2 Evolution of YOLO models

Table 1 illustrates the progression of YOLO models from their inception to the most recent versions. Each iteration has brought significant improvements in object detection capabilities, computational efficiency, and versatility in handling various CV tasks.

【翻譯】表1展示了YOLO模型從誕生到最新版本的發展歷程。每次迭代都在目標檢測能力、計算效率以及處理各種計算機視覺任務的多功能性方面帶來了顯著改進。

【解析】從最初的YOLOv1開始，每個新版本都不僅僅是簡單的性能提升，而是在解決前代模型存在的具體問題的同時，引入新的技術理念。比如早期版本主要解決檢測精度和速度的平衡問題，后期版本則開始關注多尺度目標檢測、小目標檢測等更復雜的場景。Ultralytics的發布使YOLO不再局限于單純的目標檢測，而是發展成為一個能夠處理分割、姿態估計、OBB等多種視覺任務的統一框架。

Table 1: YOLO: Evolution of models

This evolution showcases the rapid advancement in object detection technologies, with each version introducing novel features and expanding the range of supported tasks. From the original YOLO’s groundbreaking single-stage detection to YOLOv10’s NMS-free training, the series has consistently pushed the boundaries of real-time object detection.

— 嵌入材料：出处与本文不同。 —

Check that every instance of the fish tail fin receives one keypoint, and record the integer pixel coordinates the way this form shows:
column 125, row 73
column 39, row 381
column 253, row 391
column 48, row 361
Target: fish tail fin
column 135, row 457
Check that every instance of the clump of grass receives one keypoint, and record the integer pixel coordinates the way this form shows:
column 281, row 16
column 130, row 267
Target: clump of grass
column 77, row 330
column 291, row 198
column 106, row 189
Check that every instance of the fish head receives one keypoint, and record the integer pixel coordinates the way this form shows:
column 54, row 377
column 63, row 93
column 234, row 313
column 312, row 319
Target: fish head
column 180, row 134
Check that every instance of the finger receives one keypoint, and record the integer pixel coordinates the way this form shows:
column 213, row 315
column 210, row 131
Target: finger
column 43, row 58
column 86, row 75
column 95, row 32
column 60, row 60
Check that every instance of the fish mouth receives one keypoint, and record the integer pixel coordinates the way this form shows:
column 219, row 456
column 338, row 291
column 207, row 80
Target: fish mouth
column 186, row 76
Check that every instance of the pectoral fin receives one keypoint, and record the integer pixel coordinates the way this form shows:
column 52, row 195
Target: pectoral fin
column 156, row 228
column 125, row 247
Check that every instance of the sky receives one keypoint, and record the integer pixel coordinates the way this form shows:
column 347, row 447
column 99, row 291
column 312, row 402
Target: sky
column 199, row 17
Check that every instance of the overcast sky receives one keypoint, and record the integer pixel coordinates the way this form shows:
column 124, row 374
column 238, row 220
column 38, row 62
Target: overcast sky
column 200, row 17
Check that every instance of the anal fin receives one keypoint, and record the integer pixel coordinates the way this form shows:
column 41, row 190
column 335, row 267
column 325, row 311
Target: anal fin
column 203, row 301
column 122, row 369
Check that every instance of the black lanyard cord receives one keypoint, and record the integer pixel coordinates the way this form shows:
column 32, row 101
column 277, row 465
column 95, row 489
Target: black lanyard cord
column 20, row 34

【翻譯】這種演進展現了目標檢測技術的快速發展，每個版本都引入了新穎特性并擴展了支持任務的范圍。從最初YOLO開創性的單階段檢測到YOLOv10的無NMS訓練，該系列始終在推動實時目標檢測的邊界。

【解析】YOLOv10無NMS可以使網絡直接輸出最終結果而無需額外的后處理，這進一步提升了推理效率。

The latest iteration, YOLO11, builds upon this legacy with further enhancements in feature extraction, efficiency, and multi-task capabilities. Our subsequent analysis will delve into YOLO11’s architectural innovations, including its improved backbone and neck structures, and its performance across various computer vision tasks such as object detection, instance segmentation, and pose estimation.

【翻譯】最新版本YOLO11在這一傳承基礎上進一步增強了特征提取、效率和多任務能力。我們后續的分析將深入探討YOLO11的架構創新，包括其改進的主干網絡和頸部結構，以及其在目標檢測、實例分割和姿態估計等各種計算機視覺任務中的性能表現。

3 What is YOLOv11?

The evolution of the YOLO algorithm reaches new heights with the introduction of YOLOv11 [ 16 ], representing a significant advancement in real-time object detection technology. This latest iteration builds upon the strengths of its predecessors while introducing novel capabilities that expand its utility across diverse CV applications.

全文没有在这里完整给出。